This story originally appeared in the August 13 edition of the Laurel Star. is posted with permission and the original article can be read here: Tony Russon Digital Clips
Military service can give a person access to as much self-knowledge as it can intellectual knowledge. Training teaches them a skill, but it also teaches a lesson about limits and wherewithal. Increasingly, though, learning to translate military training into marketable private sector skills upon discharge can be difficult. This seems to be particularly true in Maryland, which has the highest unemployed veteran rate in the country.
Project Opportunity, a program aimed at walking vets through the entrepreneurial process, aims to change that. Founded by Army veteran Joe Giordano, Salisbury, Md., in 2010, Project Opportunity provides veterans from throughout the peninsula who have the will a way to focus their drive. Over the course of a little more than two months, participants will learn to create a solid business plan and then write that plan.
The ten-week course can be challenging, even for people who already have endured boot camp, but in the end, the successful participants have a document they can take to a bank, investors, or one of the other entrepreneurial support programs, like SCORE or the Salisbury Small Business Development Center.
Over the last five years, Giordano has held at least two sessions per year all over the middle of the state. He’s had a hand in helping successful entrepreneurs on the Eastern Shore, in Anne Arundel and Howard counties and throughout southern Maryland. Over the last five years, more than 140 people have graduated from the program, one-third of whom were on the Eastern Shore. Giordano said the program has an 87-percent completion rate.

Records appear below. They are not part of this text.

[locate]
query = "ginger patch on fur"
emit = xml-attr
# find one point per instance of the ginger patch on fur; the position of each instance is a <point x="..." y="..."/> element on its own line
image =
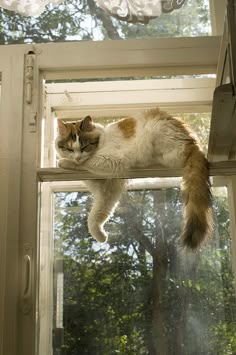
<point x="127" y="127"/>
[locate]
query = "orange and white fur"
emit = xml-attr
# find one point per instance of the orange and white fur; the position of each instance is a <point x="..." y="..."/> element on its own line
<point x="150" y="138"/>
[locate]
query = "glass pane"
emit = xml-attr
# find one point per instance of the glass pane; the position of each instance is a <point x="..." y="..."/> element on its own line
<point x="139" y="293"/>
<point x="84" y="20"/>
<point x="110" y="99"/>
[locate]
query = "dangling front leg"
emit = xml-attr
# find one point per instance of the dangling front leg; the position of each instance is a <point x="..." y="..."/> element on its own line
<point x="65" y="163"/>
<point x="106" y="195"/>
<point x="107" y="166"/>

When he started Project Opportunity, Giordano already had more than a decade of private sector experience in workforce development. Working with states, counties and municipalities as well as private industry, he was able to put his organizational experience from the military to good use in the private sector.
But experience is only part of the equation. Giordano knew he needed the right tools to accomplish his vision of establishing a free program to help veterans bring their ideas into the real world. To that end, he elected to follow the NxLevel Curriculum, a nationally recognized training program. Using the guidelines and course materials Giordano constructed the bones of the program.

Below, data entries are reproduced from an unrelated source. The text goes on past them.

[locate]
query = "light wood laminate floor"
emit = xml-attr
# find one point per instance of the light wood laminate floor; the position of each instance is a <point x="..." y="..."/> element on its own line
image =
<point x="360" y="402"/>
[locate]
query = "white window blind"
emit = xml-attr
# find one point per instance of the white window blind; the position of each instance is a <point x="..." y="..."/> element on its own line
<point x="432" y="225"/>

As with any other project, it requires a lot of people with a lot of expertise to get all the work that needs to be done completed. Small business owners have to, at the very least, have a working knowledge of the financial, marketing and legal aspects of running a business. To this end, Giordano engages speakers who come in and do workshops with the students: bankers review their cash flow analyses, marketing professionals review their marketing plans, etc.

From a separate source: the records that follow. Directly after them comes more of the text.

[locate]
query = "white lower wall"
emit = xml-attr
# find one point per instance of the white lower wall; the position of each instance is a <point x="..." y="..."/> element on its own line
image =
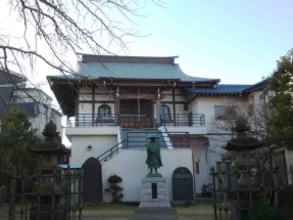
<point x="79" y="148"/>
<point x="130" y="165"/>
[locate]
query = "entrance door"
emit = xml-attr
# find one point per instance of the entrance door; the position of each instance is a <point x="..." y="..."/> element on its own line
<point x="182" y="184"/>
<point x="136" y="113"/>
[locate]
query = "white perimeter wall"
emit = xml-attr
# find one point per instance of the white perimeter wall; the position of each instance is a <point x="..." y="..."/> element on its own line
<point x="130" y="165"/>
<point x="99" y="143"/>
<point x="206" y="106"/>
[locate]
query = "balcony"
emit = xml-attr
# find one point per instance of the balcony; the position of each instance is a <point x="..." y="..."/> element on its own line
<point x="135" y="121"/>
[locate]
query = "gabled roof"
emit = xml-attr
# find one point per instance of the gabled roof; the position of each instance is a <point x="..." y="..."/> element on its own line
<point x="11" y="77"/>
<point x="257" y="86"/>
<point x="135" y="68"/>
<point x="221" y="89"/>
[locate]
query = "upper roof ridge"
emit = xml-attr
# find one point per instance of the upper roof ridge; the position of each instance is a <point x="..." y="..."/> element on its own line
<point x="87" y="58"/>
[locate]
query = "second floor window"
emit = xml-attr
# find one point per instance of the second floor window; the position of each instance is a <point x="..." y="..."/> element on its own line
<point x="104" y="111"/>
<point x="225" y="112"/>
<point x="165" y="114"/>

At the end, students know whether or not their plan needs more work or whether it might make sense to begin seeking finance immediately. In either case, the program already will have given them the tools they need to take the next step.
The training is intensive, so people are encouraged to have a working idea about the business they would like to start.
“I need veterans who are focused, because we hit the ground running,” Giordano said.
The program includes 30 hours of classroom time (three hours per week for 10 weeks) and about 25 hours per week of homework.
The homework is for real. The Project Opportunity training assumes that people come to work. Giordano said that for many, the first week is the hardest, because even though the participants believe they know what it is like to have to do 25 hours of extra work every week, it isn’t until they are in the middle of it that the true implications hit home.
“When we tell them there’s 25 hours of outside work, a lot of times I don’t think they understand what that means,” Giordano said.
Before the classes start in September, there is an interest meeting, to give people a program overview.
“I call it the good the bad and the ugly of entrepreneurial training,” Giordano said.
During the two hour presentation, he lays out the course description and takes questions about procedures and opportunities. Even though the classes are free, class space is limited, so it is important that people who are interested are prepared to make the commitment. Commitment and dedication aren’t a real problem for veterans, but it is critical that they are informed about the entire project.
This session of classes will be split between Easton and Salisbury. The Easton classes will be held at the DLLR Workforce Center on Bay Street, and the Salisbury classes will be held at the Wicomico Partnership on Coles Circle.